C# - Compare 2 lists with custom elements - c#

I have 2 lists. One contains search element, one contains the data.
I need to loop for each element in list2 which contains any string in list1 ("cat" or "dog"). For examples:
List<string> list1 = new List<string>();
list1.Add("Cat");
list1.Add("Dog");
list1.Add... ~1000 items;
List<string> list2 = new List<string>();
list2.Add("Gray Cat");
list2.Add("Black Cat");
list2.Add("Green Duck");
list2.Add("White Horse");
list2.Add("Yellow Dog Tasmania");
list2.Add("White Horse");
list2.Add... ~million items;
My expect is listResult: {"Gray Cat", "Black Cat", "Yellow Dog Tasmania"} (because it contains "cat" and "dog" in list1). Instead of nested looping, do you have any idea to make the sequence run faster?
My current solution as below.
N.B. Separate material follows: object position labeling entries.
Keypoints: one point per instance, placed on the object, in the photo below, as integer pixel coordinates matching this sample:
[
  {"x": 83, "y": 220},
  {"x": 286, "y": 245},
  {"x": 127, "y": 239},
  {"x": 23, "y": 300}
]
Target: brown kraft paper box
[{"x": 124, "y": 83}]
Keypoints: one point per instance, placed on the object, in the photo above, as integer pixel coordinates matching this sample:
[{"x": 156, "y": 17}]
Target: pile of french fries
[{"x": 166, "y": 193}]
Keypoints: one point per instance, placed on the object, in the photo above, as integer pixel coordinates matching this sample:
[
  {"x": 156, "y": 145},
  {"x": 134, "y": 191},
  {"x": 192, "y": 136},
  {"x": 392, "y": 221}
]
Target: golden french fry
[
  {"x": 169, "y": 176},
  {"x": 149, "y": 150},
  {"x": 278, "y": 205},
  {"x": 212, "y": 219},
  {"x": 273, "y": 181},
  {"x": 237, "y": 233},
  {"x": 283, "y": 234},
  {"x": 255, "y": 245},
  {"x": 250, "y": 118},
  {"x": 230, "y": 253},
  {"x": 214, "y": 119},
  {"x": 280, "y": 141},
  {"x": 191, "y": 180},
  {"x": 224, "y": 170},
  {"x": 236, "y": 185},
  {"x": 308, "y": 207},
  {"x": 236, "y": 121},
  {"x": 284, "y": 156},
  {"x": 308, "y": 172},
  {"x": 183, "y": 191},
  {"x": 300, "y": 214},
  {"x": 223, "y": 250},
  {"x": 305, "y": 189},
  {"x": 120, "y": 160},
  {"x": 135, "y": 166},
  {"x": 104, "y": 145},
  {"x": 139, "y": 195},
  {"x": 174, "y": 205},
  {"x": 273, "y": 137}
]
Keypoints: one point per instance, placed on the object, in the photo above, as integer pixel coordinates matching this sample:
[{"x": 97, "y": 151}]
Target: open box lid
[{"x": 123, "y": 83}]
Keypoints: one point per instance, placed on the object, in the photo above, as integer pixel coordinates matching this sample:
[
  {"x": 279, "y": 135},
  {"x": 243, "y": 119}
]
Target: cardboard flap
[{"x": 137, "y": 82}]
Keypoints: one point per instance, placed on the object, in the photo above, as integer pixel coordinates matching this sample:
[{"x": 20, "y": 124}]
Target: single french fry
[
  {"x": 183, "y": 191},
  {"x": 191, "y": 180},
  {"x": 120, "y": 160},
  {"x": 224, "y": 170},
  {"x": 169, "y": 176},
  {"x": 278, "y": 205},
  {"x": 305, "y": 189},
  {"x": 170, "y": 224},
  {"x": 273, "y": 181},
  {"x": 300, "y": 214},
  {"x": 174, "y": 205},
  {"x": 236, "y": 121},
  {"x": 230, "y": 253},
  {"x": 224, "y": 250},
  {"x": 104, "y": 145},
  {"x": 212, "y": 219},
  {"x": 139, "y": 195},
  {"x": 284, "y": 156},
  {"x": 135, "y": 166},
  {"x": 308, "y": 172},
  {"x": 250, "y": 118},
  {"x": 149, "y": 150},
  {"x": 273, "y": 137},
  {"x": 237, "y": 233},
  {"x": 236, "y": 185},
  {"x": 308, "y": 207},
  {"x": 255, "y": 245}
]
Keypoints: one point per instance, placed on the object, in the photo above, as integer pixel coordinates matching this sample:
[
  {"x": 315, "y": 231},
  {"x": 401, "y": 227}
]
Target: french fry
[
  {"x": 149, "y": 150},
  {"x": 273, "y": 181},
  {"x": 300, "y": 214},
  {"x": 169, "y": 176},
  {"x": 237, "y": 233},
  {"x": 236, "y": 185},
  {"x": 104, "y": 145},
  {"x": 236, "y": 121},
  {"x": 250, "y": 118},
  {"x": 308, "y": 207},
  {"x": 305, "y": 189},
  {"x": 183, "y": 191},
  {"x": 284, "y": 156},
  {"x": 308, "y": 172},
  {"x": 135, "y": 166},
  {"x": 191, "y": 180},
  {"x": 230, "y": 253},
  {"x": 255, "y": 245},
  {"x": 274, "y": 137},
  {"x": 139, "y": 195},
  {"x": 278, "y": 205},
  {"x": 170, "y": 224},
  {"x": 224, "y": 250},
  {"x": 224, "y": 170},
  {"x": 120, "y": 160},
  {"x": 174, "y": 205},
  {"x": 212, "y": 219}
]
But...it seems too slow:
foreach (string str1 in list1)
{
foreach (string str2 in list2)
{
if str2.Contains(str1)
{
listResult.Add(str2);
}
}
}

An excellent use case for parallelization!
Linq approach without parallelization (equals internally your approach beside the fact that the internal loop breaks if one match was found - your approach also searches for other matches)
List<string> listResult = list2.Where(x => list1.Any(x.Contains)).ToList();
Parallelized the loop with AsParallel() - if you have a multicore system there will be a huge performance improvement.
List<string> listResult = list2.AsParallel().Where(x => list1.Any(x.Contains)).ToList();
Runtime comparison:
(4 core system, list1 1000 items, list2 1.000.000 items)
Without AsParallel(): 91 seconds
With AsParallel(): 23 seconds
The other way with Parallel.ForEach and a thread safe result list
System.Collections.Concurrent.ConcurrentBag<string> listResult = new System.Collections.Concurrent.ConcurrentBag<string>();
System.Threading.Tasks.Parallel.ForEach<string>(list2, str2 =>
{
foreach (string str1 in list1)
{
if (str2.Contains(str1))
{
listResult.Add(str2);
//break the loop if one match was found to avoid duplicates and improve performance
break;
}
}
});
Side note: You have to iterate over list2 first and break; after match, otherwise you add items twice: https://dotnetfiddle.net/VxoRUW

Contains will use a 'naive approach' to string searching. You can improve on that by looking into string search algorithms.
One way to do this could be to create a generalized Suffix tree for all your search words. Then iterate through all the items in your list2 to see if they match.
Still, this might be overkill. You can first try with some simple optimizations as proposed by fubo to see if that's fast enough for you.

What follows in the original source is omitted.